The best poke we had was from the Safeway supermarket near Kona.
I think you need to get some of the special seaweed they use for it and some of the red rock salt too. I brought back some packs of them when I was there but failed to ever use them.

Sorry I can't help with the recipe.


----------



## Claire (Jul 23, 2011)

Haha!  I live in the Midwest!  Those ingredients aren't going to happen today!  My husband did some site surfing and found a couple of recipes, but it's still always fun to see what people at DC come up with!  I couldn't believe some of the stuff I came up with.  I even have _four_ Hawaiian cookbooks, and no poke!  I never made it (we lived there on & off for 10 years) because it was so good from our neighborhood Safeway.  I think the recipes are not around much because it's something home cooks just make without thinking.


----------



## MSC (Jul 23, 2011)

Try this link, it has a bunch
http://www.squidoo.com/hawaiian_tuna_poke


----------



## Timothy (Jul 23, 2011)

MSC said:


> Try this link, it has a bunch
> Hawaiian Tuna Poke Recipes


 
Fine, now I'm so hungry I could chew off my arm! 

The one by Ty Mahler looked just awesome! 

Five Nums on the num scale!


----------



## TATTRAT (Jul 24, 2011)

Ahi, diced small
Green Onion
Nori
A tad bit of sesame oil
A tad bit of shoyu
A tad bit of ginger

That is how we did it on O'ahu, that is basically how Alan Wong does it. That is how Sam Choy does it.

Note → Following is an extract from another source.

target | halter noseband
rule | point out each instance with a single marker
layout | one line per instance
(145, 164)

Blue Cheese, really?? Wow.


----------



## Timothy (Jul 24, 2011)

TATTRAT said:


> Ahi, diced small
> Green Onion
> Nori
> A tad bit of sesame oil
> ...


 
Tattrat, yer killin me man! Now! I want some NOW! 

Not happening at 2:10am I guess...


----------



## Claire (Jul 24, 2011)

I used bits & pieces of various recipes, as I usually do, and it turned out great.  Yes, many recipes called for fancy salts that no one I knew in Hawaii would have ever heard of.  Besides, if you are using shoyu, oyster, and/or fish sauces, why on earth would you put in salt?  I'd have loved to have had some good seaweed, but ... well, look at my location!  Haha!  It turned out wonderful and we enjoyed every bite, and the green mango salad I made to go with it was a perfect.  Tattrat, the next time I'll add the ginger.


----------